“Currently most of the data that is collected for the opioid epidemic is collected in SAS,” said SAS Medical Director Steve Kearney. “We see a huge advantage in leveraging that nationally. If we can share this information, we can all learn from it.”
To that end, SAS recently launched an Opioid Analytics Users Group. The group aims to bring together leaders from the public sector, academia and industry to share best practices and develop new solutions to a drug epidemic that presently claims more than 130 American lives a day.
Data-driven approach
The analytics user group plans to take a deep dive into the data surrounding opioid use, starting with state and federal prescription drug records.That data could help researchers chart new approaches to fighting opioid abuse, but first it will have to be cleaned up. “Right now, there is no common identifier in that data set: No Medicaid number or insurance number, so the same individual can be John Smith or J.R. Smith or John R. Smith,” Kearney said. It's an issue common to most data sharing efforts.
In addition to addressing this kind of systemic record-keeping problem, the user group will be looking for novel ways to utilize the data that is currently available. For example, geographic data around usage patterns could help states and cities to better allot their treatment resources. “Where should we have treatment facilities? As a state looks at the Medicaid population, where can individuals receive treatment? The data can tell the story of where services are needed,” Kearney said.
Researchers also can look at data around illicit drug use, culled from police reports and other sources. “We can use the data to identify hot spots, to get rapid recovery teams in, to deliver services to those people — and also to identify the sources of these illicit drugs,” Kearney said.
Early examples
Even as the analytics user group ramps up its efforts, SAS already is working with various state agencies and other key partners to leverage data in support of the effort to contain the opioid epidemic.The New Jersey Attorney General’s office has been at the forefront of that effort. It recently launched an integrated, information-sharing dashboard called the Integrated Drug Awareness Dashboard (IDAD). The AG’s office is looking to analytics to target intervention initiatives and enhance public outreach.

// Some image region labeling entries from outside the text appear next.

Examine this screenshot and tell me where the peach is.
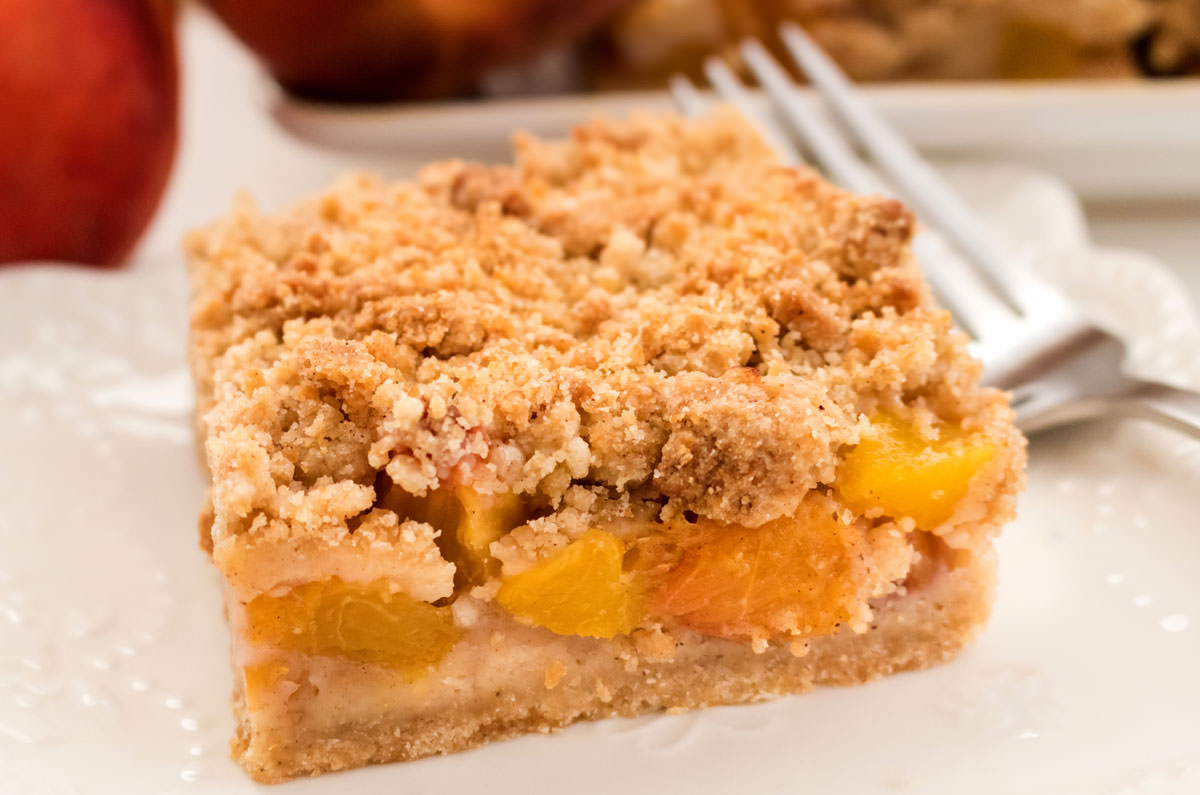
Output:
[496,530,642,638]
[246,576,460,676]
[650,492,865,640]
[0,0,178,265]
[206,0,628,101]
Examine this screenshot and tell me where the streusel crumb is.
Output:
[187,107,1019,559]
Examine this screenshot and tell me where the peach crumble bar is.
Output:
[186,112,1025,782]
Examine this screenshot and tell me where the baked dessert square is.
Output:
[186,112,1025,782]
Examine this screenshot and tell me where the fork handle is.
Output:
[1122,381,1200,438]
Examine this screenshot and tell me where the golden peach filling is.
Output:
[496,530,643,638]
[653,501,866,639]
[379,484,526,590]
[236,422,996,667]
[836,412,996,530]
[246,576,460,675]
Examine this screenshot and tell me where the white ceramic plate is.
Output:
[0,157,1200,795]
[263,78,1200,201]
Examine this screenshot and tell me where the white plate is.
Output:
[264,78,1200,201]
[7,11,1200,795]
[0,168,1200,795]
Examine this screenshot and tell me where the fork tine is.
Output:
[704,56,804,166]
[780,23,1037,311]
[742,40,1014,339]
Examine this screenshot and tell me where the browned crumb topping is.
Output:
[187,113,1021,564]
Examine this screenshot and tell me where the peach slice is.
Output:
[246,576,460,675]
[496,530,642,638]
[377,482,526,590]
[650,492,865,640]
[836,412,996,530]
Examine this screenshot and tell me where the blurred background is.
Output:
[0,0,1200,287]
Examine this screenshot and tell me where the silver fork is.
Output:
[671,24,1200,438]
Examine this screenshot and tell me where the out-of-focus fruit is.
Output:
[0,0,179,265]
[246,576,460,674]
[996,18,1080,80]
[206,0,628,101]
[650,494,865,640]
[496,530,642,638]
[836,413,996,530]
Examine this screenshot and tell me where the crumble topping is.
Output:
[186,112,1021,570]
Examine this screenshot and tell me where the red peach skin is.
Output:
[0,0,179,265]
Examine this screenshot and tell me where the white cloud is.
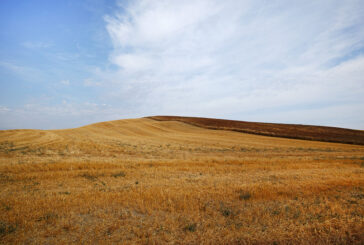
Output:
[61,80,70,86]
[0,105,10,113]
[0,0,364,129]
[99,0,364,127]
[21,41,52,49]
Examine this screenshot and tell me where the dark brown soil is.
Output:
[148,116,364,145]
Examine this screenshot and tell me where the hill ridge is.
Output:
[146,116,364,145]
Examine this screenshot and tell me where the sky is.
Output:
[0,0,364,130]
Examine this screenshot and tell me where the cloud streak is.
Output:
[0,0,364,129]
[97,0,364,127]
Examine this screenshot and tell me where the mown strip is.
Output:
[147,116,364,145]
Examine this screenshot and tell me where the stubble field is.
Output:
[0,118,364,244]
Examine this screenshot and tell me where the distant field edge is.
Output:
[146,116,364,145]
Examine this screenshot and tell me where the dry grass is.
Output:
[0,119,364,244]
[148,116,364,145]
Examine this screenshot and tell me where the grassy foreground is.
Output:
[0,118,364,244]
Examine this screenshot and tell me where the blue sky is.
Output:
[0,0,364,129]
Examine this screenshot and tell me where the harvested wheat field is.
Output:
[0,118,364,244]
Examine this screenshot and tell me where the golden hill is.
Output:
[0,118,364,244]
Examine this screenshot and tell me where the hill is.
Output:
[0,118,364,244]
[149,116,364,145]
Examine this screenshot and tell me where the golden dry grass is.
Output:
[0,118,364,244]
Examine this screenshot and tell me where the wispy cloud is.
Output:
[96,0,364,129]
[21,41,52,49]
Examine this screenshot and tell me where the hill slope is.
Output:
[0,118,364,244]
[149,116,364,145]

The first phase of the project breaks down silos to combine law enforcement data with other sources of information, offering visibility into the number and types of prescription opioids being dispensed throughout the state, along with drug lab analysis data and the locations of heroin, fentanyl and other drug-related arrests.
“New Jersey has created an environment where they can look at the prescription drug side and also look at the illicit side. They can look at arrests and shootings and toxicology lab data to identify the hot spots for the various forms of fentanyl,” Kearney said. “They are using those for rapid response teams and other public health interventions. They can target their policies, their grant funding and other tools.”
SAS also has collaborated with federal agencies in support of state efforts.
In June 2018, for example, the U.S. Department of Health and Human Services Office of Inspector General (OIG) published a report showing more than 71,000 Medicare beneficiaries were at serious risk of opioid misuse or overdose. To help state fraud units leverage the data, OIG developed a toolkit that includes complimentary SAS programming code to perform data analysis on beneficiaries.
The OIG continues to help states expand their use of the data. Its in-depth analysis of opioid prescriptions in Ohio, for example, found that nearly 5,000 Medicaid beneficiaries received high amounts of opioids and more than 700 beneficiaries are at serious risk of prescription opioid misuse or overdose. It also identified nearly 50 prescribers that it said warranted investigation.
In addition to supporting these government-wide efforts, SAS also has been collaborating with academia. It recently partnered with graduate students from Carnegie Mellon University's Heinz College of Information Systems and Public Policy to leverage data mining and machine learning capabilities around Medicare data.
That research is intended to help the Centers for Medicare and Medicaid Services identify people at risk of opioid overdose, and also to help uncover Medicare provider fraud.
Looking ahead, the analytics user group plans to focus on Medicaid recipients in 10 states where those individuals have been identified as being especially at risk for addiction. The group will also look at best practices in culling relevant data from disparate data silos, especially data concerning criminal drug activities.
“We want to find better ways to tackle the illicit use,” Kearney said. “If there are states that are doing a good job of that, finding new ways to share that information, the user group will want to look at that.”